The Industrial relations code says two things. It says one that henceforth labor cases will be heard by a tribunal. Till now what is the tribunal? It was one judge who’s either sitting in the industrial tribunal or in the labor courts. Now they’re saying that it will be two members. There will be a a judicial member and there will be an administrative member. So, the two of them are going to hear the cases. Now the catch is this that all the cases are pending in court. The section 51 of the new code says that from the date of commencement of this Code, the cases immediately pending before such commencement in the labor court and the tribunal constituted under the Industrial Disputes Act shall be transferred to the tribunal having corresponding jurisdiction. Thousands and lakhs of cases that are pending will now by the operation of the new Code get transferred. Now what will happen after they get transferred? The cases that have been transferred to the tribunal shall be dealt with denovo (starting afresh) or from the stage at which they were pending before such transfer. Which means that when it gets transferred that administrative member and judicial member will decide whether they want to continue from that stage or they may say that we want to start de novo and listen to case from the beginning, so go back, file your claim statement and we will listen to objections then we will frame issues then we will do evidence.

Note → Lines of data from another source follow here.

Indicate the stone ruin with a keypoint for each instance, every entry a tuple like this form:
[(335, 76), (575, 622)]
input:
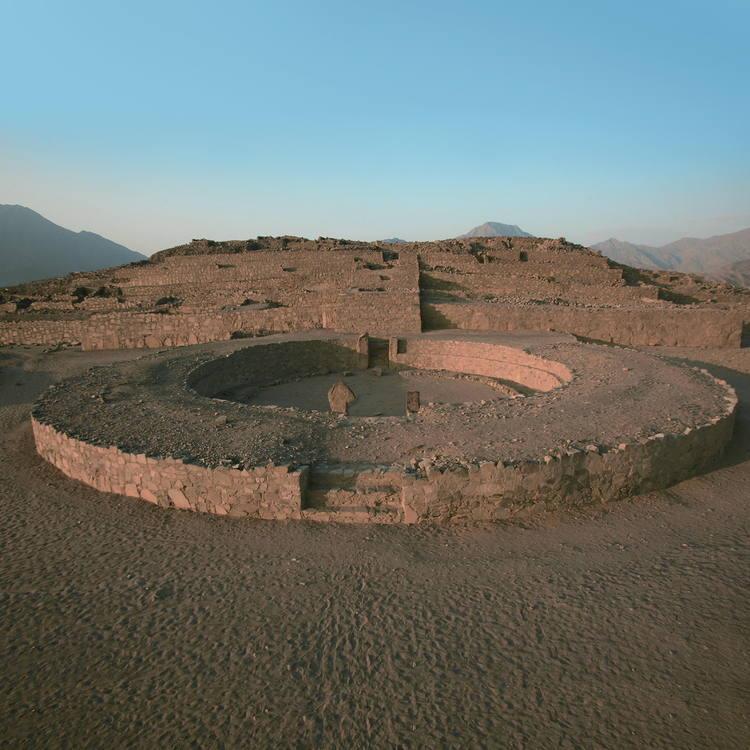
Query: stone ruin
[(544, 324), (214, 291)]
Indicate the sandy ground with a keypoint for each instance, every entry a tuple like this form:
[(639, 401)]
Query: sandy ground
[(384, 395), (126, 625)]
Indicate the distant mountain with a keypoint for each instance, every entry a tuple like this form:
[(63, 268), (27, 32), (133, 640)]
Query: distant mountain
[(725, 257), (32, 247), (496, 229)]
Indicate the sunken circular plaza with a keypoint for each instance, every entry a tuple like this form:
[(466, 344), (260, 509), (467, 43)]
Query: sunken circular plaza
[(505, 423)]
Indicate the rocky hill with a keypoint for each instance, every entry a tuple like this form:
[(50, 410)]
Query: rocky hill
[(725, 257), (496, 229), (32, 247)]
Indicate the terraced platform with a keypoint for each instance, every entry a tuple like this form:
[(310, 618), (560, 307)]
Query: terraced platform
[(570, 423)]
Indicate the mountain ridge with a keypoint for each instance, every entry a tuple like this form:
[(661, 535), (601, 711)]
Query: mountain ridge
[(496, 229), (722, 256), (32, 247)]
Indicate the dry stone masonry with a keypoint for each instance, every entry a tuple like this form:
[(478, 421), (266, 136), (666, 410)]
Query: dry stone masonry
[(214, 291), (589, 423)]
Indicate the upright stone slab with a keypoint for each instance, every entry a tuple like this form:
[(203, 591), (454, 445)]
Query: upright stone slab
[(340, 395)]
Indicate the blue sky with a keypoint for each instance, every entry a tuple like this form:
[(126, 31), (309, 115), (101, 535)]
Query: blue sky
[(155, 122)]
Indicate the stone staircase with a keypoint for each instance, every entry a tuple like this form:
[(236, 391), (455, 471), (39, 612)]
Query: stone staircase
[(351, 494), (378, 354)]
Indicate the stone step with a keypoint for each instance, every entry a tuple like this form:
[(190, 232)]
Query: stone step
[(352, 514), (338, 498)]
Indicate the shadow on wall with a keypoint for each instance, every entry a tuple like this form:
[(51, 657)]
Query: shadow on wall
[(433, 319)]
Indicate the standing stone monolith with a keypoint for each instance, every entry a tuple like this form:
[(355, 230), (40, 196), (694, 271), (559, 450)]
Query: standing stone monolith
[(340, 395), (412, 402)]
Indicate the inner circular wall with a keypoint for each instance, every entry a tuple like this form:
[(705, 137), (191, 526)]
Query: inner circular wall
[(70, 429)]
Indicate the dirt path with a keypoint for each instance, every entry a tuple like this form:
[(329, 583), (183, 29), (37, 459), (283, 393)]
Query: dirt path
[(124, 625)]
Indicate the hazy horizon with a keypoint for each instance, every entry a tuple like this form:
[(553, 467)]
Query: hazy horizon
[(152, 125)]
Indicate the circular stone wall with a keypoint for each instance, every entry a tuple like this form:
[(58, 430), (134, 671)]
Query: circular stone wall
[(590, 424)]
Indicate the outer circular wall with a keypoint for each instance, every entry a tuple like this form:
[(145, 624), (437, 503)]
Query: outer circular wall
[(485, 490)]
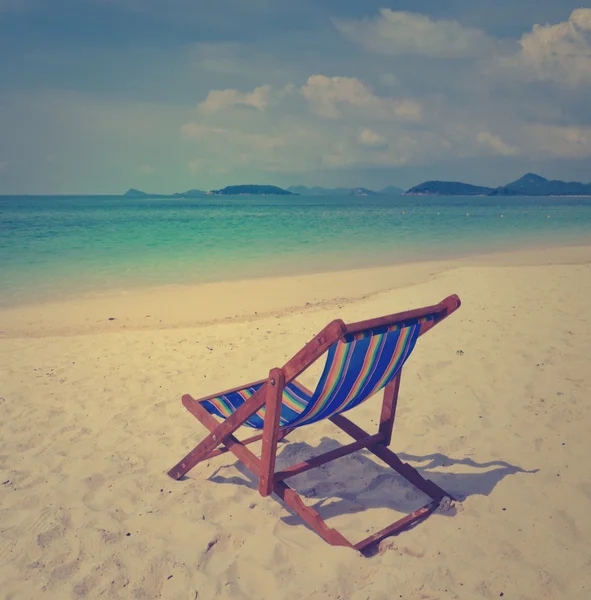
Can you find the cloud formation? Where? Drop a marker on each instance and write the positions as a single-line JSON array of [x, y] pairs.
[[399, 33], [389, 91], [220, 99], [328, 96], [559, 53]]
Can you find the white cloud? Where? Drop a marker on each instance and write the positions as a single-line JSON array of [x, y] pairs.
[[400, 32], [368, 137], [558, 141], [221, 99], [560, 52], [328, 95], [495, 143]]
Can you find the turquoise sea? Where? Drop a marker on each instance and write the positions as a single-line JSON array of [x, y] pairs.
[[54, 247]]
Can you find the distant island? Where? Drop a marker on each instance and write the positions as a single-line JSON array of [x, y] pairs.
[[447, 188], [252, 190], [231, 190], [528, 185], [269, 190], [302, 190]]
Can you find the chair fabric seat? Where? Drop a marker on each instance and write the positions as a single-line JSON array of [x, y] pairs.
[[356, 368]]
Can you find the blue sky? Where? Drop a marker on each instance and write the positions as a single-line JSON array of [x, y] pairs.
[[98, 96]]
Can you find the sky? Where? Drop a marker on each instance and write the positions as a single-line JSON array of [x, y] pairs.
[[98, 96]]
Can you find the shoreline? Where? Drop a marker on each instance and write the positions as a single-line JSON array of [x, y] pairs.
[[199, 305], [493, 408]]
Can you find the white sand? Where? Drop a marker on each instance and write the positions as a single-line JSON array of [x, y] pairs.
[[91, 420]]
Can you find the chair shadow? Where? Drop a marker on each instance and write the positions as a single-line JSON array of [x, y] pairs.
[[360, 481]]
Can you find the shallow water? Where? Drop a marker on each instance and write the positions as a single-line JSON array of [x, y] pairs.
[[56, 246]]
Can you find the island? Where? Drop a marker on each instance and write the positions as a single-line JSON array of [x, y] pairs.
[[252, 190], [534, 185], [231, 190], [528, 185], [303, 190], [447, 188]]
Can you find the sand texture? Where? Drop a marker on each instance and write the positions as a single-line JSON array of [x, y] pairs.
[[494, 407]]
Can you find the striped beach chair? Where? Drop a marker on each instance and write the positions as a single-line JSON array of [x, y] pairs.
[[361, 359]]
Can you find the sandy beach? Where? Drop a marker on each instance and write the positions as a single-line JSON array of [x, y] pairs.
[[494, 407]]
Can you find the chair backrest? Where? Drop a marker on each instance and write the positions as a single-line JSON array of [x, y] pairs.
[[358, 366]]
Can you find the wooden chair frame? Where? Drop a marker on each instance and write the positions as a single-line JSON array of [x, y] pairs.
[[270, 395]]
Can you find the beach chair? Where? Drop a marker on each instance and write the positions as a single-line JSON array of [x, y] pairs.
[[362, 358]]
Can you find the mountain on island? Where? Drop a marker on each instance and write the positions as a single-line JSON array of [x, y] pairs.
[[534, 185], [447, 188], [133, 193], [391, 190], [258, 190], [528, 185], [303, 190], [190, 194], [231, 190]]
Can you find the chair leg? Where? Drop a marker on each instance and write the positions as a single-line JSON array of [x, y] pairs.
[[202, 450], [405, 470], [275, 387], [310, 516], [389, 408]]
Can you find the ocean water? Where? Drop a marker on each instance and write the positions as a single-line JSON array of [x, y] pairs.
[[54, 247]]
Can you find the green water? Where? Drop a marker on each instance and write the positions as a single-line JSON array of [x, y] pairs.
[[56, 246]]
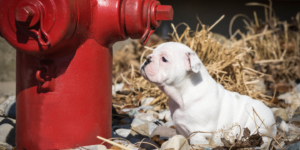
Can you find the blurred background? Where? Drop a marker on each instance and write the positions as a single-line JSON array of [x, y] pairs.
[[184, 11]]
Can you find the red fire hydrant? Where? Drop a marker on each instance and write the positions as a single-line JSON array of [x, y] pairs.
[[64, 64]]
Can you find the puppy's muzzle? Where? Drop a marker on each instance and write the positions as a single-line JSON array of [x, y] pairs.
[[148, 61]]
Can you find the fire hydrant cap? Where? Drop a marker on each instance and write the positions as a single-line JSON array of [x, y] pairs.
[[34, 26]]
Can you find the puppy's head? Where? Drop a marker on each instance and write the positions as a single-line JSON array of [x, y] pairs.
[[170, 63]]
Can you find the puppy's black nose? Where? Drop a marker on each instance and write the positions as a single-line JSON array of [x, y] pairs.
[[148, 60]]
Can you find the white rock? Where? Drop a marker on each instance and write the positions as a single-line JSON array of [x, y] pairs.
[[123, 132], [289, 97], [151, 112], [147, 101], [117, 87], [169, 123], [152, 126], [136, 122], [175, 142], [141, 107], [165, 115], [145, 116]]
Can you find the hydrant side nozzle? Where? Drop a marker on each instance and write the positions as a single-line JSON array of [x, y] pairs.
[[24, 14], [28, 14]]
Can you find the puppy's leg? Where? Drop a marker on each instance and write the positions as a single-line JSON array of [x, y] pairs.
[[200, 139], [267, 141]]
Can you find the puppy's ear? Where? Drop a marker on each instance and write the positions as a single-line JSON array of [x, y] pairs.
[[194, 63]]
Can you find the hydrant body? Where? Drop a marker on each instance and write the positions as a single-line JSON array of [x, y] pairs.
[[64, 64]]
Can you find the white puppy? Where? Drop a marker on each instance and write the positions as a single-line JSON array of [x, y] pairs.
[[197, 102]]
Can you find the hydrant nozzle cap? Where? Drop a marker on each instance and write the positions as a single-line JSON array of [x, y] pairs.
[[164, 12]]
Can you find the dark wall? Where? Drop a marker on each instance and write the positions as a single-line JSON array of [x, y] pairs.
[[210, 11]]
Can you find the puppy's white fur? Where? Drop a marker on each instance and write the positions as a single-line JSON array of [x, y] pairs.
[[197, 102]]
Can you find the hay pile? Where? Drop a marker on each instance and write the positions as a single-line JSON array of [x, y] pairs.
[[239, 65], [262, 64]]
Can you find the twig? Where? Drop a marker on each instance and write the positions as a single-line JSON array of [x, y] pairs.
[[267, 128], [113, 143]]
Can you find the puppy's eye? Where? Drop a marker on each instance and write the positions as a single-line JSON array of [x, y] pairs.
[[164, 59]]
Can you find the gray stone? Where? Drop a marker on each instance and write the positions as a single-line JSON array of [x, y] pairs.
[[176, 142]]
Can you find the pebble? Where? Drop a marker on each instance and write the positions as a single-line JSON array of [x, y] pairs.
[[145, 116], [281, 113], [7, 131], [147, 101], [166, 114], [117, 87], [92, 147], [295, 146], [175, 142], [148, 146], [163, 131], [169, 123], [152, 126], [136, 122], [123, 132]]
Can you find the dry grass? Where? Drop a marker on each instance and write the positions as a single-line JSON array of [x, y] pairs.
[[268, 52]]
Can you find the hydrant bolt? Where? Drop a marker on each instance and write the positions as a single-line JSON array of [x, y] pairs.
[[24, 14], [164, 12]]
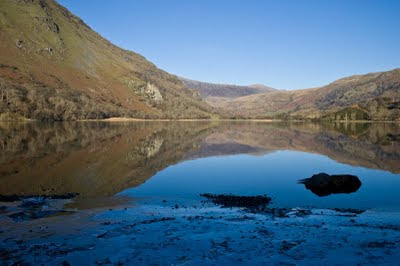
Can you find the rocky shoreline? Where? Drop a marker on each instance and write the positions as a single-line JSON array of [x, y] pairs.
[[165, 232]]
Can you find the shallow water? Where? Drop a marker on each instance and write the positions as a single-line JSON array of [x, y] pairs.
[[180, 160]]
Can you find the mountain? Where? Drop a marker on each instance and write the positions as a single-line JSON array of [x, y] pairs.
[[374, 96], [55, 67], [211, 90]]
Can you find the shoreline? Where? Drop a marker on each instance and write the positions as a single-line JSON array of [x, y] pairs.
[[127, 119], [197, 233]]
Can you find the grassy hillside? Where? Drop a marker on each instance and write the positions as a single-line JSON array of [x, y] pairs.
[[54, 67], [376, 94]]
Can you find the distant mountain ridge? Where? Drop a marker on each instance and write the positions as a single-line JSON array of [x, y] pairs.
[[374, 96], [55, 67], [207, 90]]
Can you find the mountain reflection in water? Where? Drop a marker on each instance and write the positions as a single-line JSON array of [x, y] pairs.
[[103, 159]]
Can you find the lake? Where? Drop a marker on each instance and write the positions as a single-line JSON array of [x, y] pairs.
[[184, 159]]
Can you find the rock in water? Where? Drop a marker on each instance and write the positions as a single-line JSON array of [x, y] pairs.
[[323, 184]]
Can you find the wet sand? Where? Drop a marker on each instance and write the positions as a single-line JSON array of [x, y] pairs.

So, if your case is, say, at the evidence stage of arguments, they can send you back right to the first stage and this is an untrammeled power that is given and there is no guidance, just arbitrary discretion that has been given.
Against this provision, cases have been filed in the Madras high court and a case has also been filed in the Delhi high court exactly on this question and the Union government has been directed that they should come back and answer what they’re going to do.
How is it possible that the union government has brought the labor codes into force whereby all these cases stand transferred when the tribunals are not yet constituted. You have to find administrative members for the tribunals across the country. Whereas for them to find a judicial member, it takes years on end. We all know that labor courts have been neutralised by not appointing the presiding officer at all.
One of the things that I am concerned is that though we are all part of the national trade union movement and we have been fighting against the labour codes, how much do the workers understand that these labour codes will take us back into slavery, that all the hard fought rights of the last 200 years are being snatched away by the stroke of a pen by this government.
How to make the workers understand that this is something that we need to get on the roads for? Are we going to do a struggle like the farmers did to get the labour laws repealed?
If we are able to focus on 10-15 points in these four codes that demonstrate how anti-worker, anti- people, anti- social, anti-national these labor codes are, then perhaps we’ll be able really tomount a very militant challenge to them.
Our demand cannot now be that repeal the labor codes. Our demand should now be to repeal the labor codes and bring in the amendments, bring in the changes in the labour laws that we want. Bring in a law that prohibits contract labour, that ensures the regularization of every single contract worker across the country. Bring in a law that says that the wages of workers will not be less than the living wages. Bring in a law that will ensure that there cannot be higher and fire. Bring in a law that ensures that workers will get every form of social security.
We cannot go back to the system that was there which itself was exploitative. These new laws are more exploitative. There’s no doubt about that. But we cannot go back to that. We’ll have to fight to say that we want these laws repealed and what we want is the workers’ share, their due from this country.